Queiroga afirmou que os serviços de telessaúde (consultas médicas a distância) serão mantidos porque a experiência “deu certo” na pandemia – a medida era criticada por entidades médicas, segundo as quais o atendimento dá margem para diagnósticos equivocados, o que poderia resultar em erro médico.
A Secretaria Municipal da Saúde (SMS) de Porto Alegre afirmou que não foi notificada oficialmente da mudança e que não dimensiona, ainda, o real impacto da decisão. A Secretaria Estadual da Saúde do Rio Grande do Sul (SES-RS) informou que já não recebia verbas do governo federal desde janeiro, quando acabou o repasse para leitos públicos focados em covid-19 financiados pelo Ministério da Saúde.
GZH questionou a Procuradoria-Geral do Estado (PGE), que representa os interesses do Palácio Piratini, para questionar se a mudança afeta o uso de máscaras e outros decretos estaduais, mas a entidade diz que aguarda publicação do ato normativo do Ministério da Saúde para avaliar as repercussões no Estado.
A regra atual define que o uso de máscaras em ambientes fechados é obrigatório em cidades gaúchas, mas o Piratini dá liberdade para prefeituras desobrigarem o uso em qualquer ambiente, se publicarem decreto próprio.
O que muda no combate à covid com o fim do estado de emergência?
- Fim do uso de vacinas e remédios aprovados de forma emergencial, e não definitivo. É o caso da CoronaVac, que não terá mais utilização para esquema primário de adultos. A excepção é para crianças e adolescentes e para quem tomou a primeira dose de CoronaVac, mas não tomou a segunda – neste caso, a pessoa poderá tomar a segunda dose do imunizante do Instituto Butantan.
- Remédios aprovados de forma emergencial para uso contra a covid-19 devem ser liberados por mais um ano.
- Término de repasse de verbas para o combate à covid-19 a Estados e municípios - os valores já firmados, mas não repassados, serão transferidos até o fim.
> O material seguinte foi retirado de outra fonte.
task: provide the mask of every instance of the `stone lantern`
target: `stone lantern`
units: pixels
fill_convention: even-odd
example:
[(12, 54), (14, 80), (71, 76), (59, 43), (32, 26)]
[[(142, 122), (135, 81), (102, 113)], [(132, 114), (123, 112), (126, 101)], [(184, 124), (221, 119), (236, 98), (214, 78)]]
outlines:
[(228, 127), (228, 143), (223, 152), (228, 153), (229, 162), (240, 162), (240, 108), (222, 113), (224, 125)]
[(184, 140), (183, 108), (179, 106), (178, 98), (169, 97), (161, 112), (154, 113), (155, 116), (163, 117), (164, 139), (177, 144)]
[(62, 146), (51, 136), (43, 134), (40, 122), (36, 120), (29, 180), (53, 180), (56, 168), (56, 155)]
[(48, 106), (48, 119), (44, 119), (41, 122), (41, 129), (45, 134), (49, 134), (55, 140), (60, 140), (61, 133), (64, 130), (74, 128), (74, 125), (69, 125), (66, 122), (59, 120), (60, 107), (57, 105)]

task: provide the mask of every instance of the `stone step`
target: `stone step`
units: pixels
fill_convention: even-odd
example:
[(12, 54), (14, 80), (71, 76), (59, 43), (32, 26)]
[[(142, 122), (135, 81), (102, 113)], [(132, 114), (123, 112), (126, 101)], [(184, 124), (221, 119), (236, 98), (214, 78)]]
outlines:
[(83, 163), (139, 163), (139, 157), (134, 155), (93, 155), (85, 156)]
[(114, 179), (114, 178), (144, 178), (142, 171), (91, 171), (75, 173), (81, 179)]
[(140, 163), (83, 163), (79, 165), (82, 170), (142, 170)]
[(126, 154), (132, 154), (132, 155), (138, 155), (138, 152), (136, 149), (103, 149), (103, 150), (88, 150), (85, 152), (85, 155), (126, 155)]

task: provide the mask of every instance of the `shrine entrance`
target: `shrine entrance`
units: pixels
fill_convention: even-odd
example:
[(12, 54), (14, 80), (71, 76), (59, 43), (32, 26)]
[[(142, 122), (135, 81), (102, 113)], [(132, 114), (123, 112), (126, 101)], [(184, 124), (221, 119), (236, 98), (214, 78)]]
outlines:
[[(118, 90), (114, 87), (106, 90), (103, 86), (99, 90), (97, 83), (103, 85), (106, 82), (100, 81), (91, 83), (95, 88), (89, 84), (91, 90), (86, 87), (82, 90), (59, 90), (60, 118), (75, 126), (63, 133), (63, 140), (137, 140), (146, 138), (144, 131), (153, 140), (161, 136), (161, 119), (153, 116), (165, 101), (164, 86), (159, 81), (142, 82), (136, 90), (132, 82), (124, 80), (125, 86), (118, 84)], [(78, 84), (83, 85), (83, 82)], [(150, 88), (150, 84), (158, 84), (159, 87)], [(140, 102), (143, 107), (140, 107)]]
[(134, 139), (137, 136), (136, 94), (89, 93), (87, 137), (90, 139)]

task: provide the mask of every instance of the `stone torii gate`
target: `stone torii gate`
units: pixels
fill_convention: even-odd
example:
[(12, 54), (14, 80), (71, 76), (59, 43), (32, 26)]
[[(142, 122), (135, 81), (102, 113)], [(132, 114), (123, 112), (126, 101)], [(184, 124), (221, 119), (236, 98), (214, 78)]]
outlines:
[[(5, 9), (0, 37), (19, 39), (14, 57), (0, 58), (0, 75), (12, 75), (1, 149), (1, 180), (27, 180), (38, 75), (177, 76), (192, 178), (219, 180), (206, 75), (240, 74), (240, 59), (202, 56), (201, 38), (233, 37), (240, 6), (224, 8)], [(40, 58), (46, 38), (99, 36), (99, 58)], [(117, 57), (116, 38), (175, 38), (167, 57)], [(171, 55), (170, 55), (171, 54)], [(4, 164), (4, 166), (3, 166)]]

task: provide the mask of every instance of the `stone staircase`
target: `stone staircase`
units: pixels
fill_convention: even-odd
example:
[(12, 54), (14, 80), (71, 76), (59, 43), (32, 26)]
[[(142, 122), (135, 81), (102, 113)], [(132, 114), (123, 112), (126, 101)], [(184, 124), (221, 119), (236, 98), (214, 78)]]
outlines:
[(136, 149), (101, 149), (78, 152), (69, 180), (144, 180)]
- O status de emergência sanitária permitiu que Estados e prefeituras comprassem insumos sem licitação – como máscaras, álcool em gel e oxigênio –, o que dispensa burocracias e acelera o processo. Agora, não será mais possível realizar contratação simplificada, e as licitações voltam.
O que não muda
- Consultas médicas a distância serão mantidas no país.
- Em coletiva de imprensa na manhã desta segunda (18), Queiroga afirmou que o uso de autotestes comprados em farmácias, medida vinculada ao estado de emergência, devem ser mantidos – o Ministério da Saúde fará o pedido à Anvisa.
- A mudança não deve alterar o número de leitos de Unidade de Terapia Intensiva (UTI) no país. No início do ano, o governo federal já havia decidido que enviaria verba para leitos intensivos em uso por qualquer tipo de paciente, sem especificar se a doença para internação era covid.